Handling duplicates from SQL Dumps/json and API response in Logstash


(Mike W) #1

I am just about to start importing SQL Dumps and API responses from one of the systems. But I have realised that those data dumps and API responses will contain same information all the time, but also:

  • some of the data might get updated (like tables with user details and last_login_time)
  • some of the data might get removed (user has removed their account)
  • some of the data might be added (new users added).

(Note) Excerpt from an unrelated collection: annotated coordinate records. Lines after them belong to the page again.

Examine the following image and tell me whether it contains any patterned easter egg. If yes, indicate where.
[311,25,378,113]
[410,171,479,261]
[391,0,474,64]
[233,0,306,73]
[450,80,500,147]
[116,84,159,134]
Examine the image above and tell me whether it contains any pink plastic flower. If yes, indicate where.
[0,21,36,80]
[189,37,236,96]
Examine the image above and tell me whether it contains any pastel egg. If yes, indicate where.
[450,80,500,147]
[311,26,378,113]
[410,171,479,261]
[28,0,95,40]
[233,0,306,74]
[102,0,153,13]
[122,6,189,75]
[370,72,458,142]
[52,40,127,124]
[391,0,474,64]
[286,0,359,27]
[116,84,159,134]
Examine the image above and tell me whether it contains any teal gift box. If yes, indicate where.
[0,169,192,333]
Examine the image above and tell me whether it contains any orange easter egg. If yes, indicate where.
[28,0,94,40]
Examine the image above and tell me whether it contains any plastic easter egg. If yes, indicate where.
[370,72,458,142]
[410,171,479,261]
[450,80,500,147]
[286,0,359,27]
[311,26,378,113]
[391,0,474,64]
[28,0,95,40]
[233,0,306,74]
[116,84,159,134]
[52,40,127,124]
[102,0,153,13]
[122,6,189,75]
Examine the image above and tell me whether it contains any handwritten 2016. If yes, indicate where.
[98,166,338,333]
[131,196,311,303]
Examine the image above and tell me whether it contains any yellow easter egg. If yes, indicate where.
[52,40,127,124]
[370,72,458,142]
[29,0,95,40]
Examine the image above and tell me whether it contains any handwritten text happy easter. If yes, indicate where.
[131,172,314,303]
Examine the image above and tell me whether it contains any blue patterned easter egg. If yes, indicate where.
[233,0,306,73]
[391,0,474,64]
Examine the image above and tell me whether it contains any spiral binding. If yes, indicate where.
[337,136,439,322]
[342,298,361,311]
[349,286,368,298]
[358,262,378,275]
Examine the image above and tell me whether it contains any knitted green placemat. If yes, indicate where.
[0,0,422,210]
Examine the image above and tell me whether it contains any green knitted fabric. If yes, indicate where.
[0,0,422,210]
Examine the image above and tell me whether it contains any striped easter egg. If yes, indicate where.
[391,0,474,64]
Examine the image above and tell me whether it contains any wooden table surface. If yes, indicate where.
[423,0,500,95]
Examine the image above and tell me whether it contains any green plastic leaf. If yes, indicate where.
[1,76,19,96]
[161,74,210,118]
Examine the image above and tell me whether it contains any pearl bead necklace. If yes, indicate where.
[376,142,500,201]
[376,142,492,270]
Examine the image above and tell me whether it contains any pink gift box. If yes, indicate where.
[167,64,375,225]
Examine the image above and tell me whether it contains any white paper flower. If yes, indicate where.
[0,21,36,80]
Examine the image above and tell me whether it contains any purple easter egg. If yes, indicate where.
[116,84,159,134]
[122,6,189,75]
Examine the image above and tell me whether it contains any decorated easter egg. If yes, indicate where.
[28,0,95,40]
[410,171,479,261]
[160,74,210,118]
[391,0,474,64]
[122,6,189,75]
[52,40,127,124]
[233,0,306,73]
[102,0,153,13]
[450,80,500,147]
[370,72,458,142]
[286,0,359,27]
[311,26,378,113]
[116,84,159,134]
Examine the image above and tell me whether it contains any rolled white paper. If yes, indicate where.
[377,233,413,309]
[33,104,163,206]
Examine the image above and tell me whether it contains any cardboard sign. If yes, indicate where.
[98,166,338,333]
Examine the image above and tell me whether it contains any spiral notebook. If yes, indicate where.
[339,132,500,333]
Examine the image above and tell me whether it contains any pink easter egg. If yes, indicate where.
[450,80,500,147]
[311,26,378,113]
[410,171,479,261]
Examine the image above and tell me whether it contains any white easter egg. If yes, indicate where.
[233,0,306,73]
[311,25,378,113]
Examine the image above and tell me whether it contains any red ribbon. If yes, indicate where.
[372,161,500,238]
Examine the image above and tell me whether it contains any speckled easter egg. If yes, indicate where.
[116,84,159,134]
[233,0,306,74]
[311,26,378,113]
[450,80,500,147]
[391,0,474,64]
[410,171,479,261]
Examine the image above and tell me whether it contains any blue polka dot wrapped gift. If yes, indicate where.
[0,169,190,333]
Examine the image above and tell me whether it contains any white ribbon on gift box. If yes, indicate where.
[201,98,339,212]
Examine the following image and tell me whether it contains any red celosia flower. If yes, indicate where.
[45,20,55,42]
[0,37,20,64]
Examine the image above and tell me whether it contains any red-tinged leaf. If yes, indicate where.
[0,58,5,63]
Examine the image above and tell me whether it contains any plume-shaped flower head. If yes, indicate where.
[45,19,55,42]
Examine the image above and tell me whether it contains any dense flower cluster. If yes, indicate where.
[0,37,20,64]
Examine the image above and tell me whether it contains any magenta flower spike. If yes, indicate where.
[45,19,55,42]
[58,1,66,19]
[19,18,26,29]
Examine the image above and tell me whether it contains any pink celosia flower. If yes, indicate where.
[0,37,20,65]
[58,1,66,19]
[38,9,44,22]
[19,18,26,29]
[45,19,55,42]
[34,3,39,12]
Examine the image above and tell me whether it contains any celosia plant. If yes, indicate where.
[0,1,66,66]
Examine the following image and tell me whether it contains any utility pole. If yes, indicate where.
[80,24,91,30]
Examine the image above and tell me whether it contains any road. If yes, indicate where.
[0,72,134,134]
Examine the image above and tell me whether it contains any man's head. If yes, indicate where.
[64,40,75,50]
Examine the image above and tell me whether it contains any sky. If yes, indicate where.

How do I handle this in ES? sincedb_path is not helpful at all , this is useful for streaming data only. Even if it once detected that SQL Dump had only one record, filters failed because logstash tried to use filters on the new data only. Why? Because dump is in JSON format, and filters run 'split' module first which obviously doesn't work with just that tiny piece of data which has changed.

Any ideas?


(Mark Walkom) #2

Find some unique, but static values to stitch together to form a _id and then use that for the doc. Then if an update occurs it will just update (overwrite) the existing document.


#3

use scheduler, so that it will update the data for every 1 minute as shown below,

The input code is fine, in the output did you mention elasticsearch to get the result,

Try this,

input {

jdbc {
jdbc_driver_library => "xxxx\oracle-10g\ojdbc14.jar"
jdbc_driver_class => "oracle.jdbc.driver.OracleDriver"
jdbc_connection_string => "jdbc:oracle:thin:@localhost:1521:DATABASE"
jdbc_user => "ROMAINROM"
jdbc_password => "ROMAINROM"
statement => "SELECT TOP 10 * FROM TABLE"
jdbc_paging_enabled => "true"
jdbc_page_size => "50000"
schedule => "*/1 * * * *"
}

}

output{
elasticsearch { codec => json hosts => ["localhost:9200"] index => "index9" }
stdout { codec => rubydebug }
}


Logstash deleting records from Db Table after running logstash.conf file
(Mike W) #5

I am sorry....WHAT?


(system) #6

This topic was automatically closed 28 days after the last reply. New replies are no longer allowed.